# REC: Cannellini Bean Paté



## redkitty (Feb 4, 2007)

I make this once a week and split into 2 servings for veggie dippin! 

8 oz can of cannellini beans
1-2 garlic cloves, peeled
1 tablespoon lemon juice
1 tablespoon olive oil
1 teaspoon red wine vinegar
1 tablespoon chopped fresh herbs (I use parsley or dill) or a spring onion
salt and pepper to taste

Throw the beans in a food processor with the garlic, lemon juice, olive oil and vinegar.  Whiz to make a smooth purée.  Thin with water as needed.  Add fresh herbs or spring onion and season to taste with salt & pepper.
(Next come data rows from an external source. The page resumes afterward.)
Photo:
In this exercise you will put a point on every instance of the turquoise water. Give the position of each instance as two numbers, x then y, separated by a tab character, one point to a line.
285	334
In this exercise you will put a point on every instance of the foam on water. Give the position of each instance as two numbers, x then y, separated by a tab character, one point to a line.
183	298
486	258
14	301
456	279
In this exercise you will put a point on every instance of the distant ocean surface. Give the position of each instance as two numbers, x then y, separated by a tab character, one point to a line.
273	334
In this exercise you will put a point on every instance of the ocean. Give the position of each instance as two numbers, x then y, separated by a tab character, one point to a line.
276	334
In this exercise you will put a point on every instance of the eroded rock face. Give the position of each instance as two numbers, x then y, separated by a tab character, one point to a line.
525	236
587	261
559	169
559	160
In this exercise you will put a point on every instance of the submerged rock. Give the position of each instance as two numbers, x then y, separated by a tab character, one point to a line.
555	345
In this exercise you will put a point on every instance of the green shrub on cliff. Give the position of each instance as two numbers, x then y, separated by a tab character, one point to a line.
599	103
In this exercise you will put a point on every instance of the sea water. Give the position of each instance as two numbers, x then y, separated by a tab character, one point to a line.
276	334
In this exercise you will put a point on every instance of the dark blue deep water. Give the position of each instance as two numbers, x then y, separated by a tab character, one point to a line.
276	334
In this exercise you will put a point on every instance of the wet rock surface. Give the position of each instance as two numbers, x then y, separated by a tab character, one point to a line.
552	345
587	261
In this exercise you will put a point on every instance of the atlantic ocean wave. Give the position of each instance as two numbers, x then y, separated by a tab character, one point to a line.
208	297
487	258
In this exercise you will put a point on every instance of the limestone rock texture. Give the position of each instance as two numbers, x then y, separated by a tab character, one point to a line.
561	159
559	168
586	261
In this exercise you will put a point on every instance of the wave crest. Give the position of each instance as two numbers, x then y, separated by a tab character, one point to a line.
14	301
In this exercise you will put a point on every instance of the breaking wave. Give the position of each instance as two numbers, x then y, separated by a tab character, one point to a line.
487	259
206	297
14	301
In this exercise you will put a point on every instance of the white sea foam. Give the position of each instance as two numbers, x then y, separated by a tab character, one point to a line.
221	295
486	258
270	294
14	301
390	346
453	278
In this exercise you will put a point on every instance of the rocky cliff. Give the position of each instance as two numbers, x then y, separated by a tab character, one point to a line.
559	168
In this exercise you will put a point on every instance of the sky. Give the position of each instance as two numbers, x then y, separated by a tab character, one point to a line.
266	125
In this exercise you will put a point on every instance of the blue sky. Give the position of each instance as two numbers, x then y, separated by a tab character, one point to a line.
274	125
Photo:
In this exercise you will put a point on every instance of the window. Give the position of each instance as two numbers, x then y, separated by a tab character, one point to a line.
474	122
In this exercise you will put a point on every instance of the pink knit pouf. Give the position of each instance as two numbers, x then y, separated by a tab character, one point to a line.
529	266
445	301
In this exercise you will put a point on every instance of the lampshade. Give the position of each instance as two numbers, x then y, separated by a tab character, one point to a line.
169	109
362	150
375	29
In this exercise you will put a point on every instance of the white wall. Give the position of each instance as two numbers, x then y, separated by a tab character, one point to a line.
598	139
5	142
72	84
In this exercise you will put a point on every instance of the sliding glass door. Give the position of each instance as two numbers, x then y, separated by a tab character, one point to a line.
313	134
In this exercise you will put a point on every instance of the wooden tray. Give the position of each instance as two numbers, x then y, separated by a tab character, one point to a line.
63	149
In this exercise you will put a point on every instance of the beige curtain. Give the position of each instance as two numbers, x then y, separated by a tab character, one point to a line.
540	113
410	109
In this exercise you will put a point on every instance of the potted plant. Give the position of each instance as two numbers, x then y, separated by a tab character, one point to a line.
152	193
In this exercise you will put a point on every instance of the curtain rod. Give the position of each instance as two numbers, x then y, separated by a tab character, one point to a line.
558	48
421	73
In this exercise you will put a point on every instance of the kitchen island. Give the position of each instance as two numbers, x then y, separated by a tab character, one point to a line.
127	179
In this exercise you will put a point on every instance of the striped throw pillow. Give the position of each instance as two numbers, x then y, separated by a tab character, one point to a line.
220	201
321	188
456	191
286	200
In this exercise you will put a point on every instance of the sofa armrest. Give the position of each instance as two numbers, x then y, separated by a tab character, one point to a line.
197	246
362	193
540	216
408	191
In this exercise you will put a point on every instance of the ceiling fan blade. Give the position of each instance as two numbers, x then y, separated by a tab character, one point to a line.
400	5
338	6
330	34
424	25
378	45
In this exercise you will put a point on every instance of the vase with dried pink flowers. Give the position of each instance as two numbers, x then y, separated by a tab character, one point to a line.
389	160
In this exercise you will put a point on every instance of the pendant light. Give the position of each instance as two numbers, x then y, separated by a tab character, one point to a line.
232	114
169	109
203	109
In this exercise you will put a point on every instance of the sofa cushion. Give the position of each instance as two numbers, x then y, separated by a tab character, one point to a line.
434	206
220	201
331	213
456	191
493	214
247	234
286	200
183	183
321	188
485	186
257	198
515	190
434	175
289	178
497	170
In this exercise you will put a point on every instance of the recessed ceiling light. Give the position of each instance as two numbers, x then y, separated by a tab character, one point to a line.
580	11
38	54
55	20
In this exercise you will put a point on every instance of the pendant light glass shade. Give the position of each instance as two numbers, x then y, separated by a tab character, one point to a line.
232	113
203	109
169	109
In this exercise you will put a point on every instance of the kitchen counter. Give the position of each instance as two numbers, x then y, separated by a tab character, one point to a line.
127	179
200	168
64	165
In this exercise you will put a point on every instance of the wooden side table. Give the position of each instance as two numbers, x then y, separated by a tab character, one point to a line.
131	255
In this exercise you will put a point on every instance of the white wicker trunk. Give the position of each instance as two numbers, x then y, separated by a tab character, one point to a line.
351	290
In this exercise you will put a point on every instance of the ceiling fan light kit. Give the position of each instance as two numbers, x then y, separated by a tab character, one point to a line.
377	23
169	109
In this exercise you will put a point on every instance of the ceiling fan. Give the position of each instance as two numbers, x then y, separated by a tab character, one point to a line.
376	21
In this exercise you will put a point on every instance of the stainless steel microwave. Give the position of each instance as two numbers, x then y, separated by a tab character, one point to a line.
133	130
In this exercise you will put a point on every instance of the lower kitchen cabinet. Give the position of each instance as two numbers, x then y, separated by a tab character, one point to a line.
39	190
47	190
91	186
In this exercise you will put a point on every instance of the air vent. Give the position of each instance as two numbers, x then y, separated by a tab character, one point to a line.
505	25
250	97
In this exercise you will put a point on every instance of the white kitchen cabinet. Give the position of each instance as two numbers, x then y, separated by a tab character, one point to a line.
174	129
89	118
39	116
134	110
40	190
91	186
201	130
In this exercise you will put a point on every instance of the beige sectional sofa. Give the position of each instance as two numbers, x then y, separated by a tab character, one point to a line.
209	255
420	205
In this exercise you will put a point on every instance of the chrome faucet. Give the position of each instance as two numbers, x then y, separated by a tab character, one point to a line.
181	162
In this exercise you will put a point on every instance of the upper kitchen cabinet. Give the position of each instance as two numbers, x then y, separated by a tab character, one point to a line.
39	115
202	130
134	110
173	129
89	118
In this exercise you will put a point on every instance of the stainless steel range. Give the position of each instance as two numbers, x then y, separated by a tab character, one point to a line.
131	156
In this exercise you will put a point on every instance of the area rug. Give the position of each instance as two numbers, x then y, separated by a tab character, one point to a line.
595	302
I usually add 1/2 teaspoon ground cumin to give it some extra flavor!!!


----------



## MJ (Mar 9, 2007)

Looks good. Thanks redkitty!


----------



## jennyema (Mar 9, 2007)

*Yummmmmmo!*

I have added Italian canned tuna to this before and that was good, too!


----------



## redkitty (Mar 9, 2007)

Glad you like it!  Its so tasty with chopped veggies for dippin!  Also good for a sandwich spread.


----------



## bethzaring (Mar 9, 2007)

Thanks for posting this, it looks really good. I have a great deal of dried cannellini beans I keep pushing around, in favor of other beans. Glad to have this recipe to help me use some!


----------



## Candocook (Mar 10, 2007)

I would add some roasted red pepper.


----------



## amber (Mar 10, 2007)

I will definately try this.  Thanks for the recipe!


----------



## lyndalou (Mar 10, 2007)

All great ideas. This recipe opens up a lot of possibilities. Thanks for sharing.


----------



## redkitty (Mar 10, 2007)

Candocook said:
			
		

> I would add some roasted red pepper.



mmmmm.....I love roasted red pepper!  Great idea!


----------



## bethzaring (Mar 18, 2007)

This recipe was great! Last week I made a 3 cup batch for DH's sandwiches and he has reqested it for this weeks lunches also. In my first batch, I seem to have lost track of how much garlic I was adding, and it was quite garlicky, the cumin was completely squopped.


----------



## redkitty (Mar 18, 2007)

I'm so happy your husband liked it!


----------



## redkitty (Apr 15, 2007)

I'm making this for salad dressing this week.  Might make it just a little thinner and I'm gonna try the roasted pepper suggestion!


----------



## redkitty (May 6, 2007)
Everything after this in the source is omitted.